Engaging the board – making each meeting more impactful

At FNET’s recent All members meeting Danny Miles from Morrisons and Natalie McWilliam from DPS ran an engaging workshop for members to reinforce how engaging the board is crucial to embedding human rights into the business strategy and day to day activities. Here is a flavour of some of the key points which are available in a more detailed member-only guidance document.

Get to know your Board: You may have a strong sense of what you think the Board needs to know when it comes to ethical trade and human rights. The question is, how well do you know them and their individual needs? Understanding their backgrounds, personal interests, familiarity with the topic and how your asks can fit with wider business priorities will increase your influence and impact. When you get time with board members do take time to listen, cocreate not just ‘broadcast’ your points.

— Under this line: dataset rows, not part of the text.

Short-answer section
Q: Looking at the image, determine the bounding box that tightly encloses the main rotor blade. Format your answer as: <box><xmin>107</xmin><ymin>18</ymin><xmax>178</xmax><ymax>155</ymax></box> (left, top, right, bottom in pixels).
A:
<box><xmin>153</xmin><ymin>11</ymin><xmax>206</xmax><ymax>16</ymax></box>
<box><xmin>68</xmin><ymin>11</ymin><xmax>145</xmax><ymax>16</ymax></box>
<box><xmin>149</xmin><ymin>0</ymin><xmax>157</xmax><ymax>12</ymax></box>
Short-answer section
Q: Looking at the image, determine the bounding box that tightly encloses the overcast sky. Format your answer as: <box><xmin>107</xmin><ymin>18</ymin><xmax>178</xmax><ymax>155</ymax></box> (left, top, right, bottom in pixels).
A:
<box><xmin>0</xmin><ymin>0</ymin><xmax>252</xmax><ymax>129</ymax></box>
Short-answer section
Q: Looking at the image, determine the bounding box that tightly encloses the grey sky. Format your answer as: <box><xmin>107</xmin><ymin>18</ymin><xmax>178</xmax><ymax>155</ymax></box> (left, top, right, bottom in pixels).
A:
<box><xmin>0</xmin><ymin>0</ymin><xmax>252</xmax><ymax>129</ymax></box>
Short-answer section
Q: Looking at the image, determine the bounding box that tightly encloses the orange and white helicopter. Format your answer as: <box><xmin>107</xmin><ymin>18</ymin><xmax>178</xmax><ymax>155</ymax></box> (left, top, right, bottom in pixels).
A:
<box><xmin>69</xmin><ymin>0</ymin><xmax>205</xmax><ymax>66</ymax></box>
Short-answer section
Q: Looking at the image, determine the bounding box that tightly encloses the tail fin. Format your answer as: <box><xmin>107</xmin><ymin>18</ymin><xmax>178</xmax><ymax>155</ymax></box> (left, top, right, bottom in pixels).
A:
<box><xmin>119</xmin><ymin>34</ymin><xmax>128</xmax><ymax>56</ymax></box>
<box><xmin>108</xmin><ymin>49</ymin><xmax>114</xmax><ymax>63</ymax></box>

Provide context: For boards to provide effective oversight of human rights they need the full picture. Companies operate within broader systems which at any given moment, can be subject to events which have an impact, positive or negative, on the business. Your job is to keep your board up to date and address any uncertainty that the current context presents. Have conditions changed? Are there new trends, evolving expectations, or new risks that they should be aware of? As a business, are we doing what we said we would do? Are there reasons why we may need to change our approach? If so, what change is required, why, and what are the potential implications? Members shared the importance of always capitalising on a crisis, exploiting the use of FOMO with benchmarks and highlighting competitor case studies to prove the change is possible!

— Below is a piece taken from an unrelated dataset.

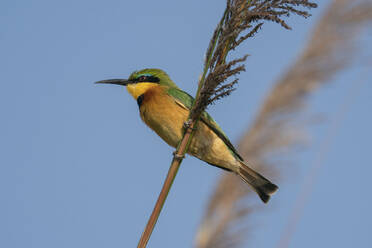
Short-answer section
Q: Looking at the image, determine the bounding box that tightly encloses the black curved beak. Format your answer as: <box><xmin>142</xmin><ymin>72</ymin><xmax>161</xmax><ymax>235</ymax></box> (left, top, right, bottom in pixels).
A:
<box><xmin>95</xmin><ymin>79</ymin><xmax>133</xmax><ymax>86</ymax></box>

Be clear on your objectives and your ask: Boards are often short on time so its important to make every second with them count. How can you use your time to have a conversation, socialise the issue, provide new insight and reassure the individuals there is a plan and what they need to do to help deliver it. Are you asking for guidance or input? Are you seeking final sign-off on a policy or position statement? Given time with the board is short, try to get commitment to establish a broader cross-functional working group with senior representation from relevant stakeholders so you can hone future asks and insights for the board.

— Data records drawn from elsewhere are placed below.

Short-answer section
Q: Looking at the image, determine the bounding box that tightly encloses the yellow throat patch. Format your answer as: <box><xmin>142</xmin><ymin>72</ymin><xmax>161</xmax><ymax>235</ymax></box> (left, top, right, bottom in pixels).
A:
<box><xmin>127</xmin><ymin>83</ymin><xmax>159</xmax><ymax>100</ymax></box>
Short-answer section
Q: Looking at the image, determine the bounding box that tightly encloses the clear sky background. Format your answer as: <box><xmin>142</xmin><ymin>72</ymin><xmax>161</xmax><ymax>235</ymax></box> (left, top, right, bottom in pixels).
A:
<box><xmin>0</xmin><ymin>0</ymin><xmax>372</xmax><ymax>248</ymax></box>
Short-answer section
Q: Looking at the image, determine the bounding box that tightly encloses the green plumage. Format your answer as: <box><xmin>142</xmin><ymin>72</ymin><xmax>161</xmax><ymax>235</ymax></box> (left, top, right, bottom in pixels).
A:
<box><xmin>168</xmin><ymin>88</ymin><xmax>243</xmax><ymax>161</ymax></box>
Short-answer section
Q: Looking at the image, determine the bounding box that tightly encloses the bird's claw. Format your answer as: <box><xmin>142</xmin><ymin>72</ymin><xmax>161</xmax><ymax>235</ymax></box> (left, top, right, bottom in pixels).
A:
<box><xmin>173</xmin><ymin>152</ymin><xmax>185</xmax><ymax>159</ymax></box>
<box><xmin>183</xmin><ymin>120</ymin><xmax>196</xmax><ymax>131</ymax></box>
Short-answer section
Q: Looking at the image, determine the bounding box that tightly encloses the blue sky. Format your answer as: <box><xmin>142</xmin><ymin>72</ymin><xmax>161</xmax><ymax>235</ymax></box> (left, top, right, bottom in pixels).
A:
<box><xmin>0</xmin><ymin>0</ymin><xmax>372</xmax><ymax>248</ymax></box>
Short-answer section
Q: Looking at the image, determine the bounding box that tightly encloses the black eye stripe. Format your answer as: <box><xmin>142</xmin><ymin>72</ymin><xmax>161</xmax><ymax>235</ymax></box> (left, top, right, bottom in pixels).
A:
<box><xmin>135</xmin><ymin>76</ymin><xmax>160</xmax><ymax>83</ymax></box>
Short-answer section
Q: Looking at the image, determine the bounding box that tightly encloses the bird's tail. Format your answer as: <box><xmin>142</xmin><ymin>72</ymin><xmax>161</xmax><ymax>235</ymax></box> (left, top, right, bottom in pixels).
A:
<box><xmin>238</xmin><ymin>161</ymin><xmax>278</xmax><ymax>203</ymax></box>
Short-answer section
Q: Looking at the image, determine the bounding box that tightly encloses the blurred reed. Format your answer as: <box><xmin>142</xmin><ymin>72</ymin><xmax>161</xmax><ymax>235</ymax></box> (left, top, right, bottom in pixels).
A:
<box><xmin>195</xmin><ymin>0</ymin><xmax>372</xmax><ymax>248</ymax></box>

Tell stories and then back them up with data: Storytelling can help to paint a picture and reinforce the human impact of issues. Stories can be a catalyst for action, but make sure you have any supporting data (external stats, audits/ grievance/EDI/Sedex SAQ) to back up your points  and link  to how acting on human rights is creating business value and/or what further investment will be required in the future.

Help to close the knowledge gap: The human rights expectations on business are increasing, the better informed directors are the better positioned to provide meaningful sustainability oversight. Board training on Fiduciary duties, Legislative requirements, customer and investor requirements, benchmarks help reinforce their human rights responsibilities as board directors. For some topics, you may want to consider inviting an external expert or peer to emphasise the points/ recommendations you are making. For example DPS got G’s fresh to present to their board on modern slavery. Compliment with a broader delivering and operating responsibly engagement calendar to engage the wider business.

Be authentic and interesting: Be genuine, be curious, and be excited about the work. You want to impart a sense of confidence in the direction that you and the business are taking towards meeting its human rights goals. Leave energy in the room so they are keen to have you back!